El Bentley negro se detuvo frente a una casa grande.
Valeriano bajó a Tatiana en brazos, la acomodó en la silla de ruedas y, con suavidad, la llevó hacia la entrada principal.
Detrás de sus lentes oscuros, Tatiana no podía evitar observar la fachada de la casa con una mezcla extraña de nostalgia y desconcierto.

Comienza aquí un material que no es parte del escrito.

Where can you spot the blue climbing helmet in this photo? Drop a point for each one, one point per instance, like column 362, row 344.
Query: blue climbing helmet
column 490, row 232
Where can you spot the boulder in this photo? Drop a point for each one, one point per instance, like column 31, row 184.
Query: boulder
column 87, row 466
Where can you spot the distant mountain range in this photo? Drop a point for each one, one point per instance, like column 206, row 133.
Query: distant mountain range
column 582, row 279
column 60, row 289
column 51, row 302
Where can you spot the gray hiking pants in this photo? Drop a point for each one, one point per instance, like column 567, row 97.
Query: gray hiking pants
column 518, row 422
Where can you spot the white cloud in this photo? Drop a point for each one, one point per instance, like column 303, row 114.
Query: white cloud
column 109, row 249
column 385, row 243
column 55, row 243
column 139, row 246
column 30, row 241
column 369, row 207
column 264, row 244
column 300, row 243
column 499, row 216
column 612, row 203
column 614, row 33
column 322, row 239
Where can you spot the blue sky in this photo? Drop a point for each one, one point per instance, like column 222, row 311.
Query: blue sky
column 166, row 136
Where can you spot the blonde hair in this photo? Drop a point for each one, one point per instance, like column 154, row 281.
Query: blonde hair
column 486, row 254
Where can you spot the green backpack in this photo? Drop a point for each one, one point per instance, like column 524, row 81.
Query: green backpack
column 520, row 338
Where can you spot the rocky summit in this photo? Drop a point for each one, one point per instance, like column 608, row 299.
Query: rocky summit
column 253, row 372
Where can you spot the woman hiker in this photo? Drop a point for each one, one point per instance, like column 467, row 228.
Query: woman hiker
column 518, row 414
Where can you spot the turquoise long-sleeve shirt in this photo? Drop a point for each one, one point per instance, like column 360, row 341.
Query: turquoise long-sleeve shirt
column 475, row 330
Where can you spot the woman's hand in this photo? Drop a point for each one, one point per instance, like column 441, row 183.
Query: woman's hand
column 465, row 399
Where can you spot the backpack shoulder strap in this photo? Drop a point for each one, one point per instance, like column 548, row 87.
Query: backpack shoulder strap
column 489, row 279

Ese era el hogar que había compartido con Valeriano tras casarse, su nido de recién casados. Cinco años después, regresar ahí le parecía como despertar de un sueño ajeno y borroso.
—Tati, ya llegamos a casa —susurró Valeriano, inclinándose para hablarle cerca del oído con una ternura que casi sonaba falsa—. ¿Lo hueles? Esas flores, las tulipanes que me sembraste. Estos años las he cuidado bien, como prometí.
Tatiana miró el jardín del frente, donde los tulipanes se mantenían erguidos bajo la luz de la luna, desbordando vida y color.
Cada una de esas flores las había sembrado ella misma, solo porque Valeriano le confesó que era su flor favorita.
En aquel entonces, Tatiana solo tenía ojos para él. Si a Valeriano le gustaban los tulipanes, ella llenaba el jardín de cientos, sin detenerse a preguntarle nunca por qué.
Hasta que cayó en coma. Durante esos años perdidos, Margarita solía visitarla, siempre llevando un ramo de tulipanes frescos.
Ella le susurraba al oído con una sonrisa:
[Hermana, ¿todavía no lo sabes? Los tulipanes son mis flores favoritas. Qué bueno que sembraste tantos en el jardín. Cada vez que visito la casa que compartes con Valeriano, paso momentos muy felices.]
...
Una punzada de rabia se apoderó del corazón de Tatiana. Sin pensarlo, arrancó con fuerza uno de los tulipanes cercanos, partiendo el tallo en dos.
No se arrepentía de haber amado a Valeriano todos esos años. Si había apostado su corazón, podía aceptar perder. Pero lo que no toleraba era que Valeriano pisoteara su amor de esa manera.
Valeriano la empujó hasta la puerta.
La casa, que había planeado hasta el último detalle para su boda, llevaba su huella en cada rincón, incluso la cerradura de la puerta, que funcionaba con huella digital y que ella misma había escogido.
La altura de la silla de ruedas le permitía alcanzar el lector. Tatiana extendió la mano, por instinto, para colocar su dedo. Sin embargo, antes de tocarlo, la mano grande y firme de Valeriano la detuvo.
Sintió la humedad en la palma de Valeriano. Estaba nervioso.
—Tati, déjame abrir la puerta —le dijo él, fingiendo calma.
La mirada de Tatiana se endureció. Entendió al instante.